In the etch and rinse approach, the etching process is carried out using 37% phosphoric acid, resulting in removing the smear layer, opening the dentinal tubules and selectively demineralizing the intertubular dentin, thereby exposing a scafollad collagen network. The interfibrillar microporosities allow resin monomer to infiltrate the collagen layer, forming the resin-dentin interdiffusion zone.13 Several authors have addressed the sensitivity associated with the above approach, especially when water miscible organic solvents are incorporated into such adhesives.14–15
Trends toward simplification of bonding procedures and overcoming the aforementioned problem have led to the introduction of self-etch adhesives. In this approach, the rinsing phase is eliminated, which does not only reduce clinical application time, but also significantly decreases technique sensitivity or the risk of making errors during application.16–18 Unfortunately, it seems that this simplicity relates to the extent of efficacy.19 Several authors have reported that self-etch adhesive systems did not improve bonding effectiveness to dentin in spite of their purported reduction in technique sensitivity.20–21 Furthermore, their increased hydrophilicity compromised bonding durability, as it was found that one-step self-etch adhesives result in an overall poorer performance compared with total-etch alternatives.22
To offset the limitations of self-etching adhesives, altered bonding protocols that increase resin-dentin bond quality were suggested.23–24 Among the alternative bonding strategies are the multiple application of additional coats of adhesive23–25 or increased substrate contact time of the acidic primers.24
Bond efficacy has been investigated in the literature using several in vitro testing methods, including shear tensile and microtensile bond strength testing procedures. The microtensile bond testing technique enables the investigation of interfacial bond with the reduced probability of pulling out dentin from a flat surface, similar to that often reported when testing in shear or conventional tensile mode. It allows the highest stress to be focused on the bonded interface.26–27 The original version of this test, which involved the use of a dumbbell-shaped specimen design, was not suitable for the evaluation of materials with relatively low bond strength to dentin (5–7 MPa), as premature bond failure often occurred during “free-hand” bur trimming of the specimens.28 A recent non-trimming version of the microtensile bond test replaced the use of dumbbell-shaped test specimens with beams of a uniform cross-sectional area that were sectioned from the bonded restorations.29 The interfacial analysis used by SEM was found to be an ideal complement to the μTBS method, which allows for looking into the clues of micro-and ultra-morphological appearances of the different attempts for successful bonding to human dentin.30
The objectives of this study were designed to evaluate the effect of doubling the adhesive layers of three acetone-based adhesives, one total-etch and two self-etch adhesives on microtensile bond strength and to study the ultra morphological characterization of the resin dentin interface of such a bond using SEM.
METHODS AND MATERIALS
Selection of Teeth and Teeth Preparation
Twenty-seven caries-free human molars were used in the current study.
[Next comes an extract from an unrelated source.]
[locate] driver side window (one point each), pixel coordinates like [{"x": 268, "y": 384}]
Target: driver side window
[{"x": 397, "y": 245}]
The teeth were stored in physiologic saline at 4°C for no more than two weeks. Superficial flat dentin surfaces were produced by wet grinding the buccal surfaces on a polishing machine (TF 250, Jeanwirtz, Germany) with 180 grit silicon carbide paper to produce a polished surface with a clinically relevant smear layer.31
Bonding Procedure
The teeth were divided into three equal groups and assigned to the three adhesives. The teeth from each group were further subdivided into three equal subgroups. Three adhesive systems were used in the current study (material composition and manufacturer are presented in Table 1): one total-etch adhesive (Prime and Bond NT) and two one-step self-etch adhesives (XENO IV and G BOND). The adhesives were applied using three different bonding protocols corresponding to the three subgroups: (A) applied following the manufacturers' instructions, (B) doubling the number of coats and light curing and (C) doubling the number of coats with light curing carried out between coats, as shown in the experimental design (Figure 1).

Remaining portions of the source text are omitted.